5. En deuxième lieu, aux termes de l'article L. 111-11 du code de l'urbanisme : " Lorsque, compte tenu de la destination de la construction ou de l'aménagement projeté, des travaux portant sur les réseaux publics de distribution d'eau, d'assainissement ou de distribution d'électricité sont nécessaires pour assurer la desserte du projet, le permis de construire ou d'aménager ne peut être accordé si l'autorité compétente n'est pas en mesure d'indiquer dans quel délai et par quelle collectivité publique ou par quel concessionnaire de service public ces travaux doivent être exécutés. Lorsqu'un projet fait l'objet d'une déclaration préalable, l'autorité compétente doit s'opposer à sa réalisation lorsque les conditions mentionnées au premier alinéa ne sont pas réunies ". Aux termes des premier et quatrième alinéas de l'article L. 332-15 du même code : " L'autorité qui délivre l'autorisation de construire () exige, en tant que de besoin, du bénéficiaire de celle-ci la réalisation et le financement de tous travaux nécessaires à la viabilité et à l'équipement de la construction (), notamment en ce qui concerne la voirie, l'alimentation en eau, gaz et électricité, les réseaux de télécommunication, l'évacuation et le traitement des eaux et matières usées, l'éclairage, les aires de stationnement, les espaces collectifs, les aires de jeux et les espaces plantés. () / L'autorisation peut également, avec l'accord du demandeur et dans les conditions définies par l'autorité organisatrice du service public de l'eau ou de l'électricité, prévoir un raccordement aux réseaux d'eau ou d'électricité empruntant, en tout ou partie, des voies ou emprises publiques, sous réserve que ce raccordement n'excède pas cent mètres et que les réseaux correspondants, dimensionnés pour correspondre exclusivement aux besoins du projet, ne soient pas destinés à desservir d'autres constructions existantes ou futures ".

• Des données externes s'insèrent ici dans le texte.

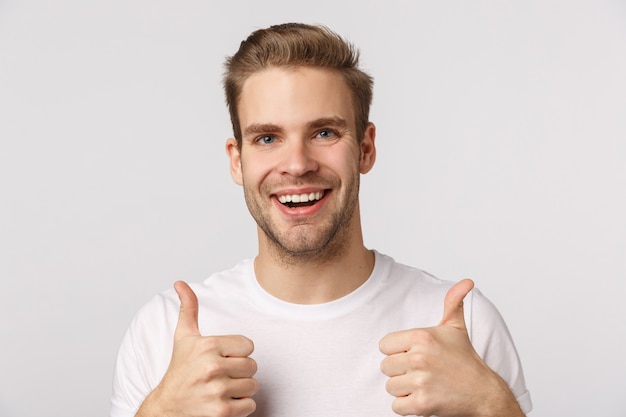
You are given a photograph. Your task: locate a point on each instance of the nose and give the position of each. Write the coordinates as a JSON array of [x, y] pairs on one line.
[[298, 158]]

6. Ces dispositions poursuivent notamment le but d'intérêt général d'éviter à la collectivité publique ou au concessionnaire d'être contraints, par le seul effet d'une initiative privée, de réaliser des travaux d'extension ou de renforcement des réseaux publics et de garantir leur cohérence et leur bon fonctionnement, sans prise en compte des perspectives d'urbanisation et de développement de la collectivité. Une modification de la consistance d'un des réseaux publics que ces dispositions mentionnent ne peut être réalisée sans l'accord de l'autorité administrative compétente.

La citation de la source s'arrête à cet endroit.